Utley hopes to raise enough money to encourage the commercial development of a new magnetic resonance imaging (MRI) machine to help treat spinal cord injuries.

“Ultimately what I would like to see have done is an MRI machine developed that can scan individual cells,” said Utley. “So, for example, when you do a scan of a spinal cord — when you’re in there you can find out what cell is bad, which is dead, which is good.”

Such technology would allow doctors to direct treatment to undamaged cells through stem-cell methods that are not a focus of Utley’s fundraising.

“My goal is to raise half a million dollars on this (Dam2Dam) event alone,” he said, “and to find an R&D (research and development) company to match me every year to develop an MRI machine to do this. That’s how I’m going to get up out of this chair and walk across Ford Field.”

Mike and Dani Utley field inquiries from newly disabled people who are having trouble adapting to their new lives. But Utley doesn’t coddle them; he’s intolerant of those who don’t exploit their potential, including those who have become disabled.

“Talk to me once you learn to get up from the pity party,” he said. “Once they get over all the people wanting to help … once those people are gone … the reality is you have to look yourself in that mirror and say, ‘I like myself still.’ ”

The same desire that caused Utley to rise at 4 a.m. every day and build himself into an All-American at WSU and play three years in the NFL is what drives him to accomplish his goals today. And he sets the bar high.

“Winning is living,” he said. “I’m not talking about surviving; that’s not winning. You survive at the beginning, then once you survive you choose to win.”

When doctors told him he would never walk again, Utley said he kicked them out of his hospital room. Later, when he was in a rehab hospital trying to put on a shoe and it dropped to the ground, he barked at his therapist to let him get it done on his own.

“Let me win!” he recalls telling the therapist as his mother watched in silence. Ten minutes later and with great struggle, Utley got the job done on his own.

Utley satisfies his wild streak by skiing, scuba diving and spending time on his speedboat and jet skis at his home on the Columbia River.

He is financially self-sufficient due to a settlement with the Lions.

His outlook has made Utley a sought-after motivational speaker for high school athletes.

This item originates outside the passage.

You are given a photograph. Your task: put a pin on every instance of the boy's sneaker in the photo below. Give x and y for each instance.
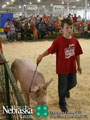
(63, 108)
(67, 94)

Utley has already accomplished one milestone in his long journey: He took seven assisted steps in 1999, eight years after his injury. He has returned to Detroit’s field several times since his injury — most recently for the Super Bowl last January — but hasn’t yet been ready to walk off the field, although there have been encouraging signs of improvement.

Biofeedback shows evidence of improved neurological function for each of the 13 years he has used the therapy. He has gone from having limited function in his hands right after the injury to full upper-body function. He has noticed gradual improvement in his lower-body strength.

But whether he walks fully again or not, Utley is already creating an indelible legacy.

“The No. 1 thing that I want people to realize is that I have never quit,” he said. “As an athlete, I’ve set goals. Injured athletes are engineered and designed to come back. That’s what I am: I am an injured athlete that’s going to come back.”

By Jeff Bunch, The Spokesman-Review, Spokane, Wash.